Chile raises merger threshold
Chile is significantly increasing its merger notification thresholds, by almost 45 per cent for the total turnover of all companies involved in a deal, and by 55 per cent for the turnover of at least two companies in a deal.
The changes were announced last week, less than two years after the National Economic Prosecutor introduced a mandatory merger regime, according to competition and antitrust partner Ignacio Larraín at law firm Philippi Prietocarrizosa Ferrero DU & Uria (PPU).
Larraín (pictured) said the higher threshold should enable the authority to be more dedicated to analysing and reviewing deals that raise real competition concerns, while also allowing the efficient approval of those that do not present antitrust concerns.
The new rules will come into force on August 9.
While Chile’s currency is the peso, it uses the inflation-indexed Unidad de Fomento (UF) to denominate certain long-term transactions such as the value of housing and any secured loans.

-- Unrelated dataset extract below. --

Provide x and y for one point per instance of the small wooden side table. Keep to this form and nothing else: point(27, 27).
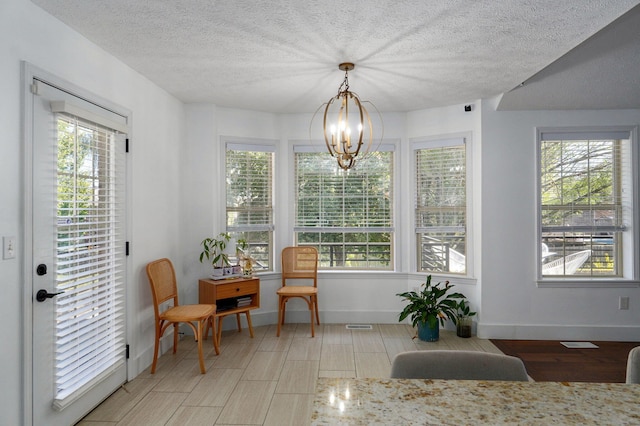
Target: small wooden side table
point(232, 296)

The total domestic turnover threshold will increase from UF 1.8 million ($74 million) to UF 2.5 million ($107.2 million). The threshold for domestic turnover of at least two companies involved in a deal will increase from UF 290,000 ($11.9 million) to UF 450,000 ($18.5 million).
An analysis published by the competition authority shows that the 12 deals the enforcer blocked or approved with remedies since mandatory notification came into force in June 2017 would have been caught by the higher merger threshold as well.
The report also noted that 13 of the 44 mergers the authority approved unconditionally at Phase I would not have needed to notify under the new threshold, substantially reducing costs for both the companies and the government, the report said.
National Economic Prosecutor Ricardo Riesco said the new thresholds combined international best practice with the authority’s experience since the merger control regime was introduced.
The increase allows the enforcer to focus on the deals that could substantially reduce competition, he added.